I don’t really remember what I meant by that vow any more. Perhaps I meant that money would be less important than studying religion and spirituality and thinking about life. Perhaps it meant that I would not let my lack of funds bother me.
Now that worldly success has definitely come – though the internet is the kind of place where one can never be sure it stays – I find myself remembering the determination I had as a 19 year old NOT to go into ‘religious studies’. I wanted to do something practical. I wanted to live in the world, contribute something useful. Having a scientist as a father had it’s roundabout effect, I suppose, even though at 19 I could not really imagine a life in which I was NOT a scientist. Weird what a 19 year old can imagine about her life. Looking back it’s also clear I was more definite about what I did NOT want, than about what I did want to be or do.
Looking back on the long roundabout road I took to where I am today, 19 years later, I see that I was very determined to take care of myself. It took a lot of failed experiments for me to cut the cord of expecting myself to take some job and to choose instead the insecurity of running my own business.

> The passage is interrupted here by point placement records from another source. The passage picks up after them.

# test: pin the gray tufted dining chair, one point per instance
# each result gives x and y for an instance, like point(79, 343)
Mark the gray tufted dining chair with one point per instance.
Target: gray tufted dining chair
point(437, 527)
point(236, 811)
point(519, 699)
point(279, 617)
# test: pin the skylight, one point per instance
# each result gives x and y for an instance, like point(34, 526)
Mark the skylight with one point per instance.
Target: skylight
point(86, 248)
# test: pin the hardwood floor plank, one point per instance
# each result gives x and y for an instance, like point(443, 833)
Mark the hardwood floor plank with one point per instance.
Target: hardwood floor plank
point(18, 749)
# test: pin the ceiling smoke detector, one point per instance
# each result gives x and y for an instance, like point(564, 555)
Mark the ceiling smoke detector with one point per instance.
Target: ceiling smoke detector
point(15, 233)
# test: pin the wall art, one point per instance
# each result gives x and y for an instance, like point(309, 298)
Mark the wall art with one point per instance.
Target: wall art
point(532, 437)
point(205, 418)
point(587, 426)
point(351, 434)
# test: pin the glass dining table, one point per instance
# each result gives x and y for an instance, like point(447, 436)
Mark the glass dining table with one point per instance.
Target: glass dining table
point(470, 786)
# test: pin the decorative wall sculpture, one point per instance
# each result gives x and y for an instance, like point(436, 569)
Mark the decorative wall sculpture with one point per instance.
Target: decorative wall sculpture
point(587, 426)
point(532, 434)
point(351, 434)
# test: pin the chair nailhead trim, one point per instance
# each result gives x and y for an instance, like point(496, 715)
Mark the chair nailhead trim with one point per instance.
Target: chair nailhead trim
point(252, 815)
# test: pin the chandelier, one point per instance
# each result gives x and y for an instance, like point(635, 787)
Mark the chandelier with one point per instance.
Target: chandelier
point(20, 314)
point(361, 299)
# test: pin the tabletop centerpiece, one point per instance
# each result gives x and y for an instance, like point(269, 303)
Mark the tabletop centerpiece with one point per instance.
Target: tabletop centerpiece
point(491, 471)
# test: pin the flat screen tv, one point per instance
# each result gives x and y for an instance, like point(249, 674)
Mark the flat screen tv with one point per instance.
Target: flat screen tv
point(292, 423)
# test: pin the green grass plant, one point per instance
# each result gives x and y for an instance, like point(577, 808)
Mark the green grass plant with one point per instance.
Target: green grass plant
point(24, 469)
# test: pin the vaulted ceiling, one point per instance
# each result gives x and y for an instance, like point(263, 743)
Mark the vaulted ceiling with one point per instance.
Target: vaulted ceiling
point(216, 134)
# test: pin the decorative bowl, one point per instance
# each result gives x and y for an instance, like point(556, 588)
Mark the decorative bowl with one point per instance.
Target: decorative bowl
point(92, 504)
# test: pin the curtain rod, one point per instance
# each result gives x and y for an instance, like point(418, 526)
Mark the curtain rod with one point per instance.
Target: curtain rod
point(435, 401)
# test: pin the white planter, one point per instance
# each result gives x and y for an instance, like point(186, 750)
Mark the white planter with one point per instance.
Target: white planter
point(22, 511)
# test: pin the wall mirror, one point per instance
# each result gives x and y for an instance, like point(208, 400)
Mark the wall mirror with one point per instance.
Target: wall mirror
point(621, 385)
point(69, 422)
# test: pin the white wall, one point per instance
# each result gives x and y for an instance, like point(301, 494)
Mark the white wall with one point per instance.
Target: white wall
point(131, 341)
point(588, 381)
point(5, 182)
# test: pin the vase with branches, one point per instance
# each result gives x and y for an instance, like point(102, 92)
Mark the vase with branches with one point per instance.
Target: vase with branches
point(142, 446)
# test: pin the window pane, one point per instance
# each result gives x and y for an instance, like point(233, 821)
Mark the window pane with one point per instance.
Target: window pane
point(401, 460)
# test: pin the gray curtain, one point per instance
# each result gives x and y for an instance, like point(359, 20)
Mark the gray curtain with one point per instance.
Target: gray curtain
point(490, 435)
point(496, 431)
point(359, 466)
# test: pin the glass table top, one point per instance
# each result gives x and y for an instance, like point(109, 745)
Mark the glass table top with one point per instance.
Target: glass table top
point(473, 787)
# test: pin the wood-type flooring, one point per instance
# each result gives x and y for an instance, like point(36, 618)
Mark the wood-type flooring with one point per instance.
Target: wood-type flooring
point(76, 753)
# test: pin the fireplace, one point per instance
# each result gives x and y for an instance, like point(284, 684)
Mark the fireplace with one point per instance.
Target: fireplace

On my father’s 67th birthday yesterday I toasted ‘being richer than most’ to my family. My spiritually inclined artist younger brother frowned at me. What are we celebrating? Just that you’re making lots of money? Yes. Just that I’m making more money than I need.

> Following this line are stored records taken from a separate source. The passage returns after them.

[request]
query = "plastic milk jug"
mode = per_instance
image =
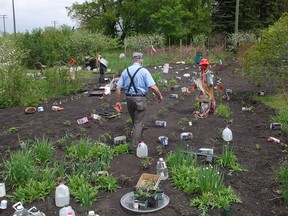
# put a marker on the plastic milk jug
(62, 195)
(162, 169)
(142, 150)
(65, 211)
(227, 134)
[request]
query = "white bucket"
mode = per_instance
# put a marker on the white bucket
(165, 68)
(66, 211)
(62, 195)
(2, 190)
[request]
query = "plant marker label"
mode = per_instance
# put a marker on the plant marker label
(82, 120)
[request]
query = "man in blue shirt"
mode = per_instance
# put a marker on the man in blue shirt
(136, 81)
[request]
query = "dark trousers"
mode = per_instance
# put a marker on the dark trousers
(137, 109)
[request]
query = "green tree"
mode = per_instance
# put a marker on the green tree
(173, 18)
(253, 15)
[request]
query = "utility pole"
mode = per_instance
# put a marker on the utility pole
(4, 17)
(236, 16)
(54, 23)
(14, 21)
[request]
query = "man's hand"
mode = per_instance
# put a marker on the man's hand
(118, 107)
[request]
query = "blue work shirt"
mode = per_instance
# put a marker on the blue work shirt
(142, 80)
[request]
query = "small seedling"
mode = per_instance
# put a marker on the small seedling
(146, 162)
(13, 129)
(67, 123)
(258, 147)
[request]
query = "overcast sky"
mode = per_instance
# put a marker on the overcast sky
(30, 14)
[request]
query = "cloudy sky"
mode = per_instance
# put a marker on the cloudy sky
(30, 14)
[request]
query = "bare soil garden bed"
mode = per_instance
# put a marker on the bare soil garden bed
(256, 186)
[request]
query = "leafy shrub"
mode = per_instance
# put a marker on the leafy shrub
(143, 42)
(81, 189)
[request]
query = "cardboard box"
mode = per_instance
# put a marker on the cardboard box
(147, 178)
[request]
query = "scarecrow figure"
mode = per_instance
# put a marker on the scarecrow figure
(206, 95)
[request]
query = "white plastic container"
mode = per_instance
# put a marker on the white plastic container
(65, 211)
(162, 169)
(62, 195)
(142, 150)
(227, 134)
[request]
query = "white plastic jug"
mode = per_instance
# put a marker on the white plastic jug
(65, 211)
(62, 195)
(142, 150)
(227, 134)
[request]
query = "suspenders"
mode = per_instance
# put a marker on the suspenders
(132, 80)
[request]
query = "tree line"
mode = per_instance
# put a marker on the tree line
(175, 18)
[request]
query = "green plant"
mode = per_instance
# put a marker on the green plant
(282, 117)
(146, 162)
(215, 199)
(80, 149)
(43, 150)
(209, 179)
(36, 188)
(172, 82)
(223, 111)
(81, 189)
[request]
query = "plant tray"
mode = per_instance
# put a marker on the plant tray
(145, 178)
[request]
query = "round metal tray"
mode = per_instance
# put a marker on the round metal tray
(127, 202)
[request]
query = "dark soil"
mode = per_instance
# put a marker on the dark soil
(257, 186)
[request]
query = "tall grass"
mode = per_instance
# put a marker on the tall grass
(20, 168)
(223, 111)
(282, 176)
(43, 150)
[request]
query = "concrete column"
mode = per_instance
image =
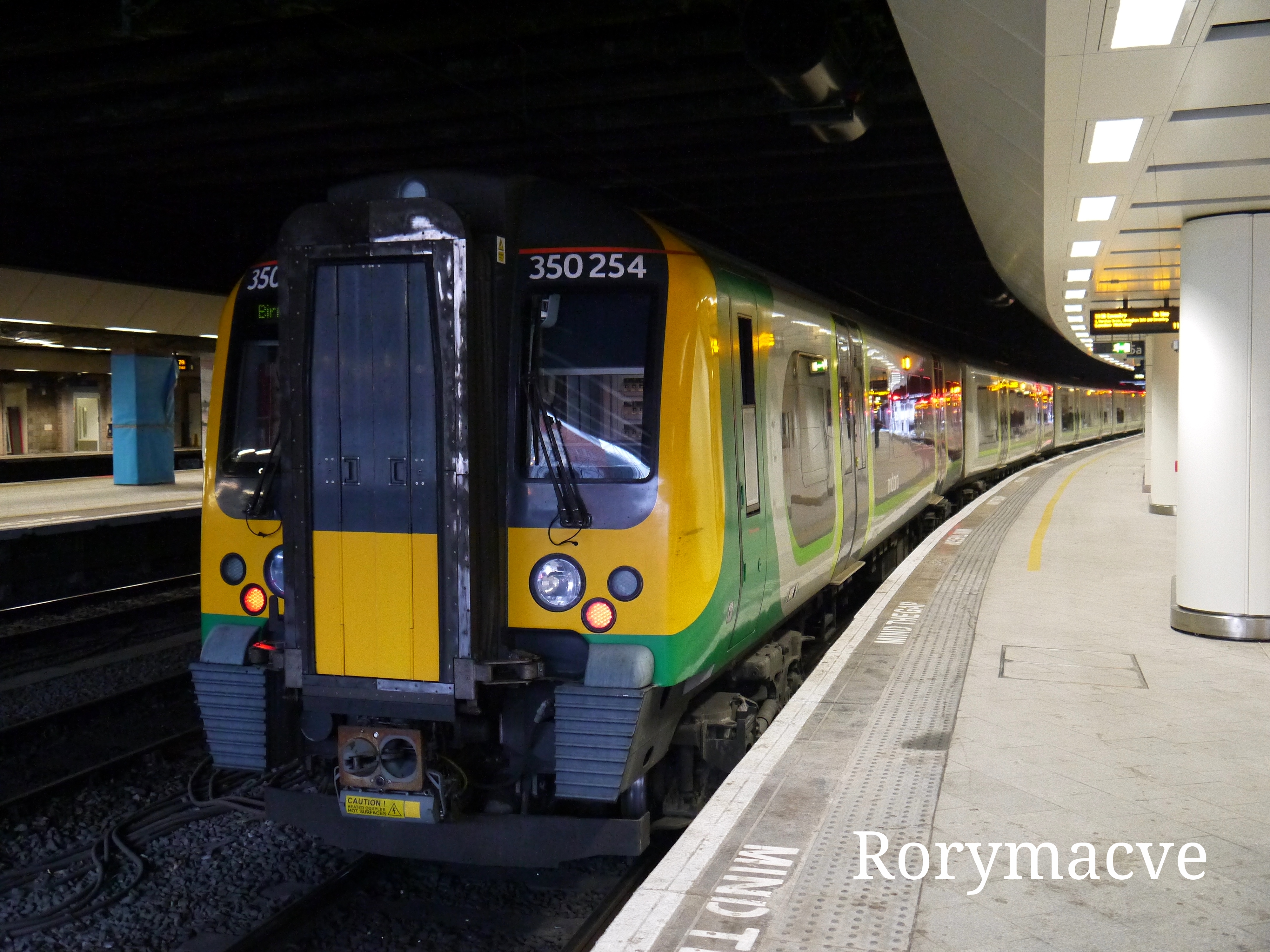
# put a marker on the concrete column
(1224, 430)
(1163, 354)
(143, 403)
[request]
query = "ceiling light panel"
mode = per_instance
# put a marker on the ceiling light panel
(1095, 209)
(1146, 23)
(1114, 140)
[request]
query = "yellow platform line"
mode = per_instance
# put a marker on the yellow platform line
(1039, 539)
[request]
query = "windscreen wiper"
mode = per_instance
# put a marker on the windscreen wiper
(548, 431)
(260, 503)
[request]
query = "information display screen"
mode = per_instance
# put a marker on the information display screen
(1125, 348)
(1136, 321)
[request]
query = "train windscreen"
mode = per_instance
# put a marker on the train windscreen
(590, 355)
(252, 413)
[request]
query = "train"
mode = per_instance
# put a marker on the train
(524, 511)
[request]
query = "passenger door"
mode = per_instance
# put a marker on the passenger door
(749, 433)
(939, 400)
(854, 461)
(375, 473)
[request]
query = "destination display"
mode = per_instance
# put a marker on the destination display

He lives in a squatted school – legally squatted, which is possible in The Netherlands. He is nearly finished studying Mime and will start a life with his wife this summer based on the ‘most stay nearly destitute’ economics of being an artist.

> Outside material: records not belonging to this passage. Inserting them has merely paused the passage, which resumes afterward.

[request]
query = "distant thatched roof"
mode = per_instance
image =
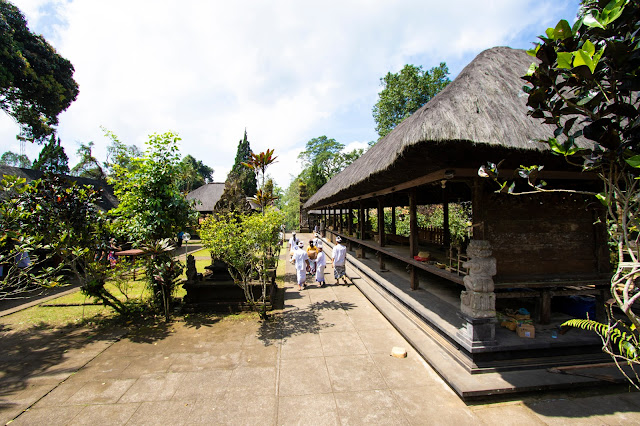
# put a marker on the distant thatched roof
(108, 200)
(207, 196)
(480, 116)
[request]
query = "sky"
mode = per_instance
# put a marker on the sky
(286, 71)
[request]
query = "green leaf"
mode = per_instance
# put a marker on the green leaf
(533, 52)
(603, 199)
(565, 59)
(550, 32)
(556, 146)
(583, 58)
(562, 30)
(634, 161)
(592, 21)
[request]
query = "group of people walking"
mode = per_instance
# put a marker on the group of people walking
(313, 260)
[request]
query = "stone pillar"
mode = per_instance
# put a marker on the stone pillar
(478, 301)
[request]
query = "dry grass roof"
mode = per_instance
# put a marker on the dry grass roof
(480, 116)
(207, 196)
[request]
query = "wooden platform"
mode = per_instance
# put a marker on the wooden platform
(515, 365)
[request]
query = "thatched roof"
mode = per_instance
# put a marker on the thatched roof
(480, 116)
(207, 196)
(107, 201)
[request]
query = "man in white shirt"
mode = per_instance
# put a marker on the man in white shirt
(339, 258)
(321, 263)
(301, 260)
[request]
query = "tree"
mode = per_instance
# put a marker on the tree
(52, 158)
(241, 181)
(239, 172)
(15, 160)
(259, 163)
(289, 204)
(151, 206)
(248, 243)
(119, 155)
(36, 83)
(322, 159)
(404, 93)
(586, 84)
(88, 166)
(193, 174)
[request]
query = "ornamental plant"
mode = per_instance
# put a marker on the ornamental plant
(248, 243)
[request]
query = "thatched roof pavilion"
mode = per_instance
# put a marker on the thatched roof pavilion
(206, 196)
(480, 116)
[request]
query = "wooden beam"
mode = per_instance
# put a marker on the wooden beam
(381, 236)
(413, 224)
(467, 173)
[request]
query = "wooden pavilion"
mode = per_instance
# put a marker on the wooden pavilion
(531, 247)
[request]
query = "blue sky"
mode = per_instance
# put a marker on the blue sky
(287, 71)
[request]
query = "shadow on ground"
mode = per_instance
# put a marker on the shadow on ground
(39, 354)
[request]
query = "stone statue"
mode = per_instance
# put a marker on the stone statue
(192, 273)
(479, 300)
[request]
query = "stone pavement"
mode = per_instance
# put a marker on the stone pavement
(326, 361)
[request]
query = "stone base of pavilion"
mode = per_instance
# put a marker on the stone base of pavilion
(431, 321)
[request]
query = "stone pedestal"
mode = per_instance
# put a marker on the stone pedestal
(478, 332)
(478, 301)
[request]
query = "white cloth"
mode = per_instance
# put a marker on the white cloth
(320, 273)
(321, 262)
(293, 242)
(339, 254)
(300, 257)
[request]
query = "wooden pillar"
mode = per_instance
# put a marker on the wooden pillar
(445, 213)
(393, 220)
(361, 221)
(413, 237)
(477, 209)
(413, 224)
(381, 235)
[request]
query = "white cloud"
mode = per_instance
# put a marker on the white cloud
(287, 71)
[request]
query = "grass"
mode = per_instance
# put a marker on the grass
(76, 309)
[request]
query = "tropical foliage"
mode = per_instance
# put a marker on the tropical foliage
(36, 83)
(151, 205)
(249, 244)
(405, 92)
(586, 84)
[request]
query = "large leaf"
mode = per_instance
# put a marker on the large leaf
(565, 59)
(634, 161)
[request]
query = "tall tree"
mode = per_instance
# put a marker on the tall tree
(194, 173)
(322, 159)
(405, 92)
(119, 155)
(52, 158)
(10, 158)
(36, 83)
(241, 181)
(88, 166)
(586, 84)
(239, 172)
(151, 206)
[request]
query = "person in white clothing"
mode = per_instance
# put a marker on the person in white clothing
(339, 258)
(301, 260)
(321, 263)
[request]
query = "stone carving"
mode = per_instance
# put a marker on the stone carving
(192, 273)
(479, 300)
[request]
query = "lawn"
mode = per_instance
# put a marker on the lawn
(78, 310)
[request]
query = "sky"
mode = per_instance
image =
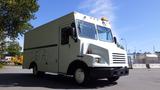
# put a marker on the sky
(136, 23)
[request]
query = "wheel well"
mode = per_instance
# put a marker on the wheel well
(74, 64)
(32, 64)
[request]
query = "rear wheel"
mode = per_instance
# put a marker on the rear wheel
(113, 79)
(81, 76)
(37, 73)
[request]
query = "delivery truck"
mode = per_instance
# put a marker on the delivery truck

He’s my financial conscience, I guess. He lives what part of me expected to end up as when I decided to take that vow of poverty. He’s also 7 years younger than I am. That’s the part that’s always hard to remember about younger siblings.
However, I honestly rejoice in having enough money to contemplate buying a house. Part of me is capable of relaxing a bit more, knowing that I make enough not merely to make ends meet – I always made ends meet somehow – but to buy a dress on a whim as well.
In an old Tricycle Magazine from 2004 I read an article by Noelle Oxenhandler, a babyboomer about how there are two kinds of baby boomers: the kind that stuck to their principles without worrying about money and the kind that ended up rich and successful, re-discovering spirituality in their 60s.
In a way I am both. I started studying religion and spirituality at 19 and never stopped. But I also started meditating (on a cushion) somewhat seriously only when I made enough money to not have to worry about it any more.
5 thoughts on “Money and dealing with spirituality – part X”
This was a post that touched something in me. Just enough money to allow me to focus on my spirituality. That is what I call going to the core of what money is about.(at least for me) Thank you. Referred here from one of your squidoo lens. Good reading.
One of my mentors says, Money is not the most important thing in the world, but it touches everything that is. That is true wisdom.
Thank you, I really enjoyed this post, in particular the last line – that’s real honesty! On the other side of the world in Australia I’m seeking my own spiritual development, and I’m also working hard to become financially free. People get confused about money – they believe the old adage about the “root of all evil” when in fact, money is just a flow of energy. It isn’t good or bad, it just is. When we have enough to be comfortable and to live a life of ease, we are in a better position to do good – we’re freed up in many ways to stop worrying about making ends meet, and to think about how we might make a difference in the world. So my goal is to create a life of ease and prosperity, one where I can really enjoy myself AND help others.
This was an interesting post. I think that the world of money and spirituality is always in some respect an internal struggle that those that live at a higher consciousness tend to deal with. We don’t want to care about money because those of us living in this “place” know that it is all in essence an illusion and that we are above this whole “money thing”. However being still earth bound, we are forced to care and do well enough and make enough that we are not living on the street. Giving up all of our belongings and living off the land which is what some of the spiritual teachers of the east have done (ex. Sri Ramana Maharshi) is just not practical in this day and age. I do believe their is a way to be successful (in the general sense of the word) yet not be bound to the ties of materialism. You can be very successful and have great wealth as long as you do not attach your identity to it, and you know that you are much more than your career, your achievements and your daily life, you are the eternal presence within. If you can become in a sense detached to all of these external factors, you will naturally be a success because you will be living in alignment with the universe and success will be drawn to you.
I think spirituality is higher than religion. Money earning lead us towards more money earning. It is great to earn money enough to live without suffer for necessities I think only JK teachings can lead us towards spirituality.